La multipolarité

La multipolarité est d'abord un fait. Elle existait dans le système wesphalien qui régissait les rapports entre les puissances, — toutes européennes à l'époque —, du XVIIème siècle au XIXème siècle, sur la base de la souveraineté des États et de l'équilibre des forces. Ce modèle, mis à mal par la Révolution française, le rêve impérial de Napoléon ou le principe des nationalités, sera définitivement enterré par les deux guerres mondiales, la création de la S.D.N. puis de l'O.N.U. et la mise en place, après 1945, d'un monde bipolaire, théâtre de l'affrontement des deux superpuissances : les États-Unis et l'Union soviétique. Ce monde bipolaire s'effondrera à son tour après la chute du mur de Berlin (1989) et la parenthèse unipolaire (qui donna l'illusion à certains d'une fin de l'Histoire), dans ce qu'il est aujourd'hui convenu d'appeler, à la suite d'Huntington, le « choc des civilisations » : le retour en force de l'Islam, de la Russie, l'émergence de nouvelles puissances (la Chine surtout) dessinant les contours d'une nouvelle multipolarité.

Mais cette multipolarité est aussi un bienfait. La France est et restera sans doute encore longtemps une puissance (même à horizon de vingt ou trente ans, elle figurera toujours dans les dix premières nations sur le plan économique et militaire) mais elle ne retrouvera vraisemblablement plus jamais la première place qui fut la sienne entre 1660 et 1815. Pour être libre, elle doit donc ne pas se laisser vassaliser par une puissance supérieure et diversifier ses alliances, – ce qui ne signifie pas forcément les retourner ! –, consolider ses positions déjà acquises dans le monde (dans ses territoires d'outremer ou dans son ancien domaine colonial africain) et valoriser ses atouts (puissance nucléaire, 2ème zone économique exclusive du monde, 1ère langue à l'horizon 2050). Elle pourra bien plus facilement jouer sa partition propre dans un monde multipolaire qu'enfermée dans un bloc européen ou occidental !

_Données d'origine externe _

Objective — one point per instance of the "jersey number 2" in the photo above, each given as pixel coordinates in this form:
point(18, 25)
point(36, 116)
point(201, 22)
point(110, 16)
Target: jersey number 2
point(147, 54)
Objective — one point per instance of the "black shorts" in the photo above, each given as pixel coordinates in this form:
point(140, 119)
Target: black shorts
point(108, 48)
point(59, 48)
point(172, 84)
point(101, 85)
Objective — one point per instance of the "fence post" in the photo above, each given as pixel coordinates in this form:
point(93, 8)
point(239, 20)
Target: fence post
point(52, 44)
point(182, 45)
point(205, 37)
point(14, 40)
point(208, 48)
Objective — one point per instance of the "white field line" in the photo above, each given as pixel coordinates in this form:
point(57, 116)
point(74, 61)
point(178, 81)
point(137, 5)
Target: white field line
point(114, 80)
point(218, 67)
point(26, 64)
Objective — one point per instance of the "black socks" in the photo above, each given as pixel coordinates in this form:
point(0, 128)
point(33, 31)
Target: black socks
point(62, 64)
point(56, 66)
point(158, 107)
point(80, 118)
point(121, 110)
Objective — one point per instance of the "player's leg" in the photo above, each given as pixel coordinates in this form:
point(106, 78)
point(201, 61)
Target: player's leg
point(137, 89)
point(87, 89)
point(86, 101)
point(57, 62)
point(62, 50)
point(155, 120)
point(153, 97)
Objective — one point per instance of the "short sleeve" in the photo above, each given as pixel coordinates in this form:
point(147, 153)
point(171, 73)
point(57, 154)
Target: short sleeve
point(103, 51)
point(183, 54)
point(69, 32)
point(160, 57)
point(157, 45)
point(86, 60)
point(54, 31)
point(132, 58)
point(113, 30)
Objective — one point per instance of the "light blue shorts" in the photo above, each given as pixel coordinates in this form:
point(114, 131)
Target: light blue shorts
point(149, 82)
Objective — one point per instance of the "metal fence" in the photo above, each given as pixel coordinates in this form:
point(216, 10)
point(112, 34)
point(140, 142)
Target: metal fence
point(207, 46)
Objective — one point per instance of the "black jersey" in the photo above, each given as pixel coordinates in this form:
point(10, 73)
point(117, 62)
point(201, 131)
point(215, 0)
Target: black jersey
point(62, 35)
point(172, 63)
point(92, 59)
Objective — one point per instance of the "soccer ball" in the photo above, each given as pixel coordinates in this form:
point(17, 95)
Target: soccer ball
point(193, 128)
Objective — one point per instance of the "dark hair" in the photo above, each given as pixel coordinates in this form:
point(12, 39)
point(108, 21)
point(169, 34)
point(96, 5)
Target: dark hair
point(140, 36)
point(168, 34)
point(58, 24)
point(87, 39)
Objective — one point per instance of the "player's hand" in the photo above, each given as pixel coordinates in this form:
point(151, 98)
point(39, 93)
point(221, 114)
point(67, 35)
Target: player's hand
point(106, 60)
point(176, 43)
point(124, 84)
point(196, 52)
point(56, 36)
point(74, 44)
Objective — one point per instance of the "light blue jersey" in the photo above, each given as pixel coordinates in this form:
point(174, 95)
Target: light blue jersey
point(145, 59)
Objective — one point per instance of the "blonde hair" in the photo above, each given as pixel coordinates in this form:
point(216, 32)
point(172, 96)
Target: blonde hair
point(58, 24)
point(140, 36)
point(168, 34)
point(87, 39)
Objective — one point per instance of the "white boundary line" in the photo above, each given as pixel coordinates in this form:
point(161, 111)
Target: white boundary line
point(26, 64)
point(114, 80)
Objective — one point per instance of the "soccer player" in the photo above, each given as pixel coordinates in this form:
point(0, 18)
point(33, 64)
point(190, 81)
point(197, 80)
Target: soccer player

Enfin, la multipolarité est conforme à notre histoire et à notre génie. Autrement dit, la France n'a pas vocation à l'hégémonie mais à l'indépendance et à la souveraineté nationale. Clovis déjà fit le choix du terme de roi plutôt que de celui d'empereur. Les Capétiens plus tard se proclameront « empereurs en leur royaume » et chercheront à établir une souveraineté absolue (indépendante de l'empereur germanique comme du pape, au temporel du moins) mais dans un espace limité (grosso modo celui de l'ancienne Gaule) plutôt qu'à reconstituer l'empire romain. L'échec de Napoléon est aussi révélateur, à sa façon, de la vocation de la France à participer aux équilibres plutôt qu'à les bouleverser brutalement dans un esprit démesuré de conquêtes. Dans la période contemporaine, la politique du général De Gaule à l'égard des blocs et des non-alignés comme les plus récents succès de notre diplomatie (dans la deuxième Guerre du Golfe par exemple) montrent que la France n'est grande et écoutée qu'en étant fidèle à cette tradition.